Background New axial SpA classification criteria have recently been established in which MRI of the sacroiliac joint (SIJ) is key in the imaging arm. The ASAS/OMERACT MRI group have described and defined MRI findings that are essential for the diagnosis of sacroiliitis in patients with axial SpA.
Objectives We proposed to train rheumatologists online on SIJ MRI reading and to assess the impact of this training on their SpA sacroiliitis (SI) diagnosis accuracy.

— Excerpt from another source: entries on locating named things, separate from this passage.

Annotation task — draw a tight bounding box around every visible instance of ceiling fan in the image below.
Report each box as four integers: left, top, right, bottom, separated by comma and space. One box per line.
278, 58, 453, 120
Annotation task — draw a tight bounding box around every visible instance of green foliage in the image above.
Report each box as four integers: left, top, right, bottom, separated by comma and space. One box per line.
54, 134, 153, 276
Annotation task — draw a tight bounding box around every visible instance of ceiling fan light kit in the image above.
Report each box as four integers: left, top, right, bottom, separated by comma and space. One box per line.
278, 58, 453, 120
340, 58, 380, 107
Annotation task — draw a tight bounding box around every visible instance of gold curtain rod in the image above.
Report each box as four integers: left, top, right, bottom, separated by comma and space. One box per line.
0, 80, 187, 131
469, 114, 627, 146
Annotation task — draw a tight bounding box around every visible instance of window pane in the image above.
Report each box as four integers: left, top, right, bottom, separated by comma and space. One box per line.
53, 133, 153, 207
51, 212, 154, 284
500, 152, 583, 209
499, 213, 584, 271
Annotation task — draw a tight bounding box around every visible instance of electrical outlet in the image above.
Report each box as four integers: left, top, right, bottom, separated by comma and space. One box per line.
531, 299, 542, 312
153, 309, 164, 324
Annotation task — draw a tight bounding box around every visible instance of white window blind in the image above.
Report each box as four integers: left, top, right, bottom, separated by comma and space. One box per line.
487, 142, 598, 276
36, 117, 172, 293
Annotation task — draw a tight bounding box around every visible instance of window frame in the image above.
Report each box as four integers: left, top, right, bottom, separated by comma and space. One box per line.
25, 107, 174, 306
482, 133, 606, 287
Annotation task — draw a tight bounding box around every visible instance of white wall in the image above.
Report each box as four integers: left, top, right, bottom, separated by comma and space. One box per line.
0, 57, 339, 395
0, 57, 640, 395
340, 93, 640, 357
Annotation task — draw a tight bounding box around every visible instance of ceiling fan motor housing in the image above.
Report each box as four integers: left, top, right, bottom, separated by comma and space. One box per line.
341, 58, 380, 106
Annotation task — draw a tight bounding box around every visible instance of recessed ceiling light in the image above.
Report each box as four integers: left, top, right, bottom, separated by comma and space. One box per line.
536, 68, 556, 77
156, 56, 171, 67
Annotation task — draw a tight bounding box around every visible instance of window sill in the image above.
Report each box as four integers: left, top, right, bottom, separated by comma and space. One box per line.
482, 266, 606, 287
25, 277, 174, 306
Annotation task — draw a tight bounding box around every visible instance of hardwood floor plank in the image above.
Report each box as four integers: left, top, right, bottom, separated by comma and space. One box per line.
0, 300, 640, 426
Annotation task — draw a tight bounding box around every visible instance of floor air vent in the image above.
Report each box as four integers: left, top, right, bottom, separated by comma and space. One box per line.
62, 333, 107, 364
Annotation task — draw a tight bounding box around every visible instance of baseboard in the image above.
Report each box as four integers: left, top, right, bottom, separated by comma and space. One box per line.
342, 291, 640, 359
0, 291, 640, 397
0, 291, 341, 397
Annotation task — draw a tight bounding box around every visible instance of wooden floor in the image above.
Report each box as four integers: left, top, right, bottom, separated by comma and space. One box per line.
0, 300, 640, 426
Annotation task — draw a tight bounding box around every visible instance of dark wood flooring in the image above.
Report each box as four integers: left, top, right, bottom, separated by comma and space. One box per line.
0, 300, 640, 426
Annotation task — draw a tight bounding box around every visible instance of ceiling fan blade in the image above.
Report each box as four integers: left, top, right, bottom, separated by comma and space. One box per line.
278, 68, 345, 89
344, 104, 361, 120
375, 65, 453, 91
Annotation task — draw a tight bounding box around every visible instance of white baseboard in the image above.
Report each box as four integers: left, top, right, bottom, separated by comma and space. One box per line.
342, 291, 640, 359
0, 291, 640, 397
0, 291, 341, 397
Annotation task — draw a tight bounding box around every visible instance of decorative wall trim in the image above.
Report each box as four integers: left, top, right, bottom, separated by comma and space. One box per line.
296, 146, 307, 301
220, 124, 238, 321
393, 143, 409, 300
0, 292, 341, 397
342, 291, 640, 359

Methods 168 French rheumatologists, not members of ASAS or OMERACT, were invited to participate to this nationwide prospective randomized controlled trial. Study design: After a baseline reading test (test 1), rheumatologists were randomized in 2 groups: Group 1 had access to 3 e-learning sessions: on elementary MRI lesions, active SpA SI diagnosis (including images from the ASAS/OMERACT consensus), and differential diagnoses. Two weeks after the e-learning session, rheumatologists were asked to redo an online test (test 2). Group 2 was the control group, without e-learning before test 2. The reading test consisted on 15 MRI files including 7 SpA SI, 6 differential diagnosis and 2 normal SIJ. During test, rheumatologists were asked to click on areas they considered as being an MRI lesion according to the ASAS/OMERACT consensus: bone marrow edema/osteitis, synovitis, enthesitis, capsulitis, sclerosis, erosions, fat deposition and ankylosis. Then, they were asked to give their diagnosis (SpA active SI yes/no) and to grade their diagnosis confidence on a 0-10 scale. Test 1 and 2 file presentation orders were different. The main outcome criterion was the rate of adequate diagnosis for SI at test 2 compared to the diagnosis made by an experts panel. Analysis: The rate of adequate diagnoses at test 2 was compared between groups using a multiple linear regression adjusted on baseline value. Elementary lesions associated to SI diagnosis were evaluated using a multivariate logistic regression.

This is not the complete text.